Current versions of the Swift compiler are unable to specialize generic types that are imported from external modules other than the standard library. (In fact, it is not entirely incorrect to say that the standard library works as if it was compiled each time anew as part of every Swift module rather than linked in as an opaque external binary.)

This limitation puts a considerable limit on the raw performance achievable by collection types imported from external modules, especially if they are parameterized with simple, extremely optimizable value types such as Int or even String. Relying on import will incur a 10-200x slowdown when your collection is holding these most basic value types. (The effect is much reduced for reference types, though.)

Without access to the full source code of the collection, the compiler is unable to optimize away abstractions like virtual dispatch tables, function calls and the rest of the fluff we've learned to mostly ignore inside a module. In cross-module generics, even retrieving a single Int will necessarily go through at least one lookup to a virtual table. This is because the code that implements the unspecialized generic also executes for type parameters that contain reference types, whose reference count needs to be maintained.
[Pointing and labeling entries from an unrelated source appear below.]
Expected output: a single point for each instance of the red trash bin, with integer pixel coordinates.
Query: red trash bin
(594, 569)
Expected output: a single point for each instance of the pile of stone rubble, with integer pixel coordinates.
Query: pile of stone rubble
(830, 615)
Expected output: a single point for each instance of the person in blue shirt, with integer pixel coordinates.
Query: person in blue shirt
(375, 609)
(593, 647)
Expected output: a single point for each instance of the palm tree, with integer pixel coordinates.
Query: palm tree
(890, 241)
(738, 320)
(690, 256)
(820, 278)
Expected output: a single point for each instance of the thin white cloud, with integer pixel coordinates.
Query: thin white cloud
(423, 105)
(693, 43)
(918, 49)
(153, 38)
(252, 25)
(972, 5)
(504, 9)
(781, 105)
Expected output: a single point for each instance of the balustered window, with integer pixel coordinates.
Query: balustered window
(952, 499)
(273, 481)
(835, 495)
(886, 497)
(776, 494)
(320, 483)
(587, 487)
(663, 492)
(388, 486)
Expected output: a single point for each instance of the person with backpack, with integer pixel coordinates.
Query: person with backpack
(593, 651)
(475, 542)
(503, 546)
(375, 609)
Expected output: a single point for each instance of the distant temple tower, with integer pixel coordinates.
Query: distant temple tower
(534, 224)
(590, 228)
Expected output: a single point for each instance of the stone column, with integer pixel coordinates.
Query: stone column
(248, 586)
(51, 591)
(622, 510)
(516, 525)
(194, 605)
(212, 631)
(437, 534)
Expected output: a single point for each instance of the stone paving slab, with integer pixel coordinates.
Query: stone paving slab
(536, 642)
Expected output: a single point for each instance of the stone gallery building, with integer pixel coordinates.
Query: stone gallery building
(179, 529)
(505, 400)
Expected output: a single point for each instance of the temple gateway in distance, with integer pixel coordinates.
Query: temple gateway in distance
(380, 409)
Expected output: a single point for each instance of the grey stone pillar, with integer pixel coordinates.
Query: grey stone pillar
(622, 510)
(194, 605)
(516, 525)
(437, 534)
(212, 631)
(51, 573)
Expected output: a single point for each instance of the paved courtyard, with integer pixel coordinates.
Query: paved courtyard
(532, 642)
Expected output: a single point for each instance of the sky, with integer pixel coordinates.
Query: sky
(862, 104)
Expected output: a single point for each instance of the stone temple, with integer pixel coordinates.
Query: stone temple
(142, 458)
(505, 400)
If raw performance is essential, currently the only way out of this pit is to put the collection's code inside your module. (Other than hacking stdlib to include these extra types, of course -- but that is a bad idea for a thousand obvious reasons.) However, having each module maintain its own set of collections would smell horrible, plus it would make it hard or impossible to transfer collection instances across module boundaries. Plus, if this strategy would be used across many modules, it would lead to a C++ templates-style (or worse) code explosion. A better (but still rather unsatisfactory) workaround is to compile the collection code with the single module that benefits most from specialization. The rest of the modules will still have access to it, if in a much slower way.

The Swift compiler team has plans to address this issue in future compiler versions, e.g., by allowing library authors to manually specialize generics for a predetermined set of type parameters.